A partir de Mendel e da compreensão científica da geração da diversidade e dos processos de seleção artificial de variedades, o melhoramento das plantas, e também dos animais de criação, ganhou um ímpeto enorme. Na década de 50 foi descoberto o vigor híbrido e isso impulsionou ainda mais a produção de novas variedades e de animais. Por outro lado, o uso do híbrido interespecífico tirou das mãos do agricultor o desenvolvimento de variedades modernas de alta produtividade, que agora está sob controle de um reduzido número de empresas e institutos de governo.
Um passo importante no desenvolvimento de novas variedades de plantas foi o uso de irradiação ou de agentes químicos para provocar mutações, acelerando assim o que a natureza nos dá, de forma espontânea, mas muito lentamente. Pode parecer estranho e até um pouco assustador, mas o uso de agentes mutagênicos foi e é comum e hoje cultivamos e consumimos centenas de plantas obtidas dessa forma. No Brasil consumimos, por exemplo, uma variedade de arroz que foi obtida por esse processo. Outras 14 plantas obtidas dessa forma estão registradas para produção e consumo no MAPA. A figura 1 a seguir ilustra o uso de variedades induzidas por mutagênese.
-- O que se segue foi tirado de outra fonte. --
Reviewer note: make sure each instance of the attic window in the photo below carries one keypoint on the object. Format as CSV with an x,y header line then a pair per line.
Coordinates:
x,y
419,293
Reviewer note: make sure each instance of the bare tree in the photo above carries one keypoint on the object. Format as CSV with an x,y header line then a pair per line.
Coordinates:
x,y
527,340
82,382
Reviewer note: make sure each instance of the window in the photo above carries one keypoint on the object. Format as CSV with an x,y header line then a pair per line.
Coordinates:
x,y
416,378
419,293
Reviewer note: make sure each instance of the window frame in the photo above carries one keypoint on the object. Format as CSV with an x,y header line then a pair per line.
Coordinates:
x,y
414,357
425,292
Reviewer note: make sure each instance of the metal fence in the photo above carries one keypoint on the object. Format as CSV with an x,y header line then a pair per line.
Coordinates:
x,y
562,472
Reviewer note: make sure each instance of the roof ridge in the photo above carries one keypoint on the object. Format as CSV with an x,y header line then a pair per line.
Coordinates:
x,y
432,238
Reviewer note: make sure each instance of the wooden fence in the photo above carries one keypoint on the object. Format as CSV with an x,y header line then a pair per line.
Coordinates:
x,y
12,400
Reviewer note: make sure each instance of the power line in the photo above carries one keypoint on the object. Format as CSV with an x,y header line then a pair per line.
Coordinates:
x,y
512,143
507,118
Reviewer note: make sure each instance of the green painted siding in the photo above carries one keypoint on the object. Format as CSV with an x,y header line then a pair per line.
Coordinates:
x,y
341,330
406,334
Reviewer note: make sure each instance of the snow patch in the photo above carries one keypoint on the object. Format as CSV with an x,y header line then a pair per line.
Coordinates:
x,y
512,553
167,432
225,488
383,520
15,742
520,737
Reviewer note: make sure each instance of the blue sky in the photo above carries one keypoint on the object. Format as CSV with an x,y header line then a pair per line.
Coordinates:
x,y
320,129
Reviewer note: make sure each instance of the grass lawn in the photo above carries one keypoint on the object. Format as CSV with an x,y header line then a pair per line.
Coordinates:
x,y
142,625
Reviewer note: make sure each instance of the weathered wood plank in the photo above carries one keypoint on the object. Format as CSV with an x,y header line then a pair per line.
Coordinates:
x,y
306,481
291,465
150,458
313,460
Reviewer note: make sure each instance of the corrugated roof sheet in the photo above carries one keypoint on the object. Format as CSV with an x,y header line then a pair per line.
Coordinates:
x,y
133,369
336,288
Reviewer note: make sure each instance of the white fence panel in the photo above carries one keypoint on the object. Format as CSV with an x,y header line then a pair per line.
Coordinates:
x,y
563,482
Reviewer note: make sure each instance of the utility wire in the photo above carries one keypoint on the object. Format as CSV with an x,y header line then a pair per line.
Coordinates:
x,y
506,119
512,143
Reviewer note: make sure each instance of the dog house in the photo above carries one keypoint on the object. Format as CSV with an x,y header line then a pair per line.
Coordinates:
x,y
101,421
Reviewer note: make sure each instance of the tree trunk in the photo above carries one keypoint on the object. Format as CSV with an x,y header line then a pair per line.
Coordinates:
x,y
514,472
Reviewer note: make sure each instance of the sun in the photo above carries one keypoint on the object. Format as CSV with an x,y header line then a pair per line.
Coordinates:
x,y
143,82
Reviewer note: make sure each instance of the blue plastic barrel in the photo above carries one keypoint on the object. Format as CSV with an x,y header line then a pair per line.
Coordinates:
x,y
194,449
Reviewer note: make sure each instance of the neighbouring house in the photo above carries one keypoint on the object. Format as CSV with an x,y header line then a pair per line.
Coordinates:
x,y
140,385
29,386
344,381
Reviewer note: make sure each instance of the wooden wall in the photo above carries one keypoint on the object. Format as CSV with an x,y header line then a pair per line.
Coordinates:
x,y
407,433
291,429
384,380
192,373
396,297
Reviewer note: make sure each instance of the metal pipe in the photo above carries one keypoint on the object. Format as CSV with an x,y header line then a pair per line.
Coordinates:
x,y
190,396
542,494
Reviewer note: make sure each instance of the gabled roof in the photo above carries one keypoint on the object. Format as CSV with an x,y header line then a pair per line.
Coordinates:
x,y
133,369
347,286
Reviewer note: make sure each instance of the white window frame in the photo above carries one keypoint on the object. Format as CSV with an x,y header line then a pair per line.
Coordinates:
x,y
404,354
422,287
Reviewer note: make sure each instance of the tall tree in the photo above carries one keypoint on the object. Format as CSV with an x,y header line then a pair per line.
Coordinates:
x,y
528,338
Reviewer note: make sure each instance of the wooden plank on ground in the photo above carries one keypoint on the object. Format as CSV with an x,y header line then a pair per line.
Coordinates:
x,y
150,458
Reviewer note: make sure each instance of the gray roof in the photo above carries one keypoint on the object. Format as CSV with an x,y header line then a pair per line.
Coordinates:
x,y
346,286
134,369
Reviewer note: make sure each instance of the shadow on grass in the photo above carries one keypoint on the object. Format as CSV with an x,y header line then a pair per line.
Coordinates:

Figura 1: Os três países com maior número de cultivares obtidos por mutagênese registrados são a China (807 produtos), o Japão (478 produtos) e a Índia (338 produtos). O Brasil aparece ao final do ranking, com 15 produtos registrados. Fonte: CropLife Brasil.
O uso de mutagênese ou a exploração do vigor híbrido para o desenvolvimento de novas variedades de plantas e animais dificilmente poderão ser levados à frente na agricultura familiar, mas ela pode se beneficiar dos avanços obtidos nos órgãos de pesquisa oficiais e mesmo nas empresas privadas. De fato, os criadores de suínos, pequenos ou grandes, já se beneficiam de forma importante da heterose (ou vigor híbrido) quando utilizam leitões obtidos por cruzamentos controlados que exploram esse fenômeno biológico. As plantas e animais obtidos dessa forma não são transgênicos e não passam pela análise da CTNBio, estando seu uso regulado exclusivamente pelo Ministério da Agricultura, Pecuária e Abastecimento. O milho híbrido também explora a heterose para aumento da produtividade e milhos híbridos estão à venda através da Embrapa (https://www.embrapa.br/cultivar/milho) e de outras empresas e agências oficiais similares. Muitas outras culturas adotadas na agricultura familiar podem, potencialmente, beneficiar-se da heterose (*) e da mutagênese induzida.
Como comentado acima, as duas tecnologias não são amenas ao controle pela pequena agricultura, mas o movimento social organizado em torno da agricultura pode assumir o papel de produzir os híbridos e fornecer animais para engorda e abate, tendo como apoio os órgãos oficiais de melhoramento agrícola. Esse empoderamento precisa ser pensado de forma séria, em lugar de uma rejeição a priori das tecnologias.
Glossário:
(*) Heterose ou vigor híbrido é o aumento do vigor ou de alguma outra determinada característica em estudo, decorrente do cruzamento entre indivíduos geneticamente divergentes, sendo considerada uma das maiores contribuições da genética para a agricultura, com grandes reflexos para a produtividade agrícola.